Sonata in E minor - ii. Andante - Florence Price

This week, I am sharing pianist Samantha Ege's performance of the second movement from Florence Price's Sonata in E minor.

Florence Price (1887-1953) was the first Black woman composer to have a work performed by a major American symphony. Her contributions to the American classical music repertoire are  beginning to be recognized as she struggled against racism and sexism during her lifetime. Florence was born to a mixed race family in Little Rock, Arkansas, where her mother taught music and her father worked as dentist.
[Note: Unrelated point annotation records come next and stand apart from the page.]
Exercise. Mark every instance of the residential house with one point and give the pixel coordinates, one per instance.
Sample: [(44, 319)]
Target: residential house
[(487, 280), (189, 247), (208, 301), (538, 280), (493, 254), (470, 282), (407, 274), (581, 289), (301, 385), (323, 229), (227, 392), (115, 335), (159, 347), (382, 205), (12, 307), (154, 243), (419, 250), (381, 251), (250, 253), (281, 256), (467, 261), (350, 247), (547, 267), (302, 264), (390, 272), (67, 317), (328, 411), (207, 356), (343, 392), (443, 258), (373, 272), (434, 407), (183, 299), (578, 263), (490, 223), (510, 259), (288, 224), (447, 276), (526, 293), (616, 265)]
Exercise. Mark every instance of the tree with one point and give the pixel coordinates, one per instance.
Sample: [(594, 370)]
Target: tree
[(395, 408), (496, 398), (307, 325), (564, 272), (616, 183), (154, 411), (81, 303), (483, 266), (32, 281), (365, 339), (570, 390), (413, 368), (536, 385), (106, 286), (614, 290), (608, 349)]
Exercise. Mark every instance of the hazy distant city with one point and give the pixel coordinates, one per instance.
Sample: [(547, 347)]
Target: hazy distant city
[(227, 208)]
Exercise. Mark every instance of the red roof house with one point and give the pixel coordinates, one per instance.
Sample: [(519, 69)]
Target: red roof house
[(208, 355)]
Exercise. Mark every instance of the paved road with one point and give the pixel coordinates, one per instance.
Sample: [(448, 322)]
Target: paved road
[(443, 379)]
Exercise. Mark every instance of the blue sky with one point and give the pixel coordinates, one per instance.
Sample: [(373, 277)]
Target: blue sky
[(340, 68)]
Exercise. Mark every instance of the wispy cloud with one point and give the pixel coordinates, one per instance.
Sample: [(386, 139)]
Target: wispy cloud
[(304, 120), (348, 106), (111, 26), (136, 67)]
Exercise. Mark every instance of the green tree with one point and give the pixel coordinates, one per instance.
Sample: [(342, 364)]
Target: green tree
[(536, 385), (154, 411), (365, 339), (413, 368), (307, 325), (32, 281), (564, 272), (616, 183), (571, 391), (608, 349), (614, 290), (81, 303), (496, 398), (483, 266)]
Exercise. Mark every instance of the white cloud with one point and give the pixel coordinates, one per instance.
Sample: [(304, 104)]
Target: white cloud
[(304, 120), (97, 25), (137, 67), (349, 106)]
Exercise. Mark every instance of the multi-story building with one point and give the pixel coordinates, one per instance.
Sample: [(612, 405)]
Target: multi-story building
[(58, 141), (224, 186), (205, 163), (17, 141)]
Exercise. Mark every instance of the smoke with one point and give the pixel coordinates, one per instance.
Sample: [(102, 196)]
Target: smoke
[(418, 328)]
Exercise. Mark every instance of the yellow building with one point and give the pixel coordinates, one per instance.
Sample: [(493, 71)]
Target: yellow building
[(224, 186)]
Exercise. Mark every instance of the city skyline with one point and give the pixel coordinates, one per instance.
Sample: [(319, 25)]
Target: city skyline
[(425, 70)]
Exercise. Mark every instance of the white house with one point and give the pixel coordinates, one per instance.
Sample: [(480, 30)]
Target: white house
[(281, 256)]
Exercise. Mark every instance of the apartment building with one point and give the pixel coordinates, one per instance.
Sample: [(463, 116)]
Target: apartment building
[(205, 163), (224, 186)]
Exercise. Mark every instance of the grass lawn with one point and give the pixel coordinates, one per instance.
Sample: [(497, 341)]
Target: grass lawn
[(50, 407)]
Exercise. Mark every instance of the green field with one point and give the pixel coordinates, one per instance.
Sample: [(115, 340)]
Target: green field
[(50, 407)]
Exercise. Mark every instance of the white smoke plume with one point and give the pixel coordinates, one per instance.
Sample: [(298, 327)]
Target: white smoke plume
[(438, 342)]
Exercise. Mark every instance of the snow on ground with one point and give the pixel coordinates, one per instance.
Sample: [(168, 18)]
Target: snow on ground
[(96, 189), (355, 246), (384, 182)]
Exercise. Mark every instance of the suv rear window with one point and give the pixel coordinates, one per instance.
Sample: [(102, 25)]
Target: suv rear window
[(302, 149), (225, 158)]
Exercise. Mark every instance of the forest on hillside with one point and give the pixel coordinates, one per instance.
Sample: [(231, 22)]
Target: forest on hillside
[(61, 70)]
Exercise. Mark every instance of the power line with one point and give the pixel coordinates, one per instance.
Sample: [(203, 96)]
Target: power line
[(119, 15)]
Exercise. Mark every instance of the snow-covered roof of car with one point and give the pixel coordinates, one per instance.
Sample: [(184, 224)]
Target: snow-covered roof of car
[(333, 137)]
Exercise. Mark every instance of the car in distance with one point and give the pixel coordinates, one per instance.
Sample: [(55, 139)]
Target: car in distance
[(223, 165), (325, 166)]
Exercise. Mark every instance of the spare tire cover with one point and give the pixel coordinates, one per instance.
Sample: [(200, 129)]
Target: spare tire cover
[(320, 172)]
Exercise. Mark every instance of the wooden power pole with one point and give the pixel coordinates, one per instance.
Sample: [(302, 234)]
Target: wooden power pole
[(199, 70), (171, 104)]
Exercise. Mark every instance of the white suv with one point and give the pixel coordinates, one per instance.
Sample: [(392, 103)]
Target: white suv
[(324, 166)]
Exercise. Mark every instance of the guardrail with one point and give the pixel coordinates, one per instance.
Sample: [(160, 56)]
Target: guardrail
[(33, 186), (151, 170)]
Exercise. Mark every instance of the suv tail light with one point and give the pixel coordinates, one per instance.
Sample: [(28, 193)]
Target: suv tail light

A brilliant student and musician, she began piano study at the age of 4, and published her first composition at the age of 11. She graduated from the New England Conservatory of Music, where she studied piano, organ, and composition, before the age of 20. After teaching several years at the black college, Clark Atlanta University, she married a lawyer and returned to Arkansas.

Fearing the continuous racial unrest in the 1920s, her family moved to Chicago and she divorced her husband, eventually moving in with the Black pianist and composer, Margaret Bonds. Florence worked playing the piano and organ in movie theaters, and composing music for ads on the radio. Margaret and Florence supported each other in their pursuit of composition. Florence had a breakthrough in 1933, when her Symphony in E minor won first prize in the Wanamaker Foundation Awards and was consequently premiered by the Chicago Symphony Orchestra. During her lifetime, a number of other works received performances by ensembles in Detroit, and Chicago,  including 3 more symphonies, 4 concertos, and numerous piano, and organ works. Her arrangements of spirituals were regularly heard in performances of the great singer Marian Anderson.

While some composers have estates or ties to academic institutions to continue disseminating their music after their deaths, Florence's music was largely forgotten until recent efforts by Americans to recognize the artistic and scholarly contributions of Black people and women. A large collection of Florence's manuscripts was discovered in 2009, and her works can now be purchased commercially.

The performer, Dr. Samantha Ege, is a pianist and musicologist (a researcher in the history of music). She is in expert in the life and music of Florence Price and has performed the composers music in Europe, Asia, and North America.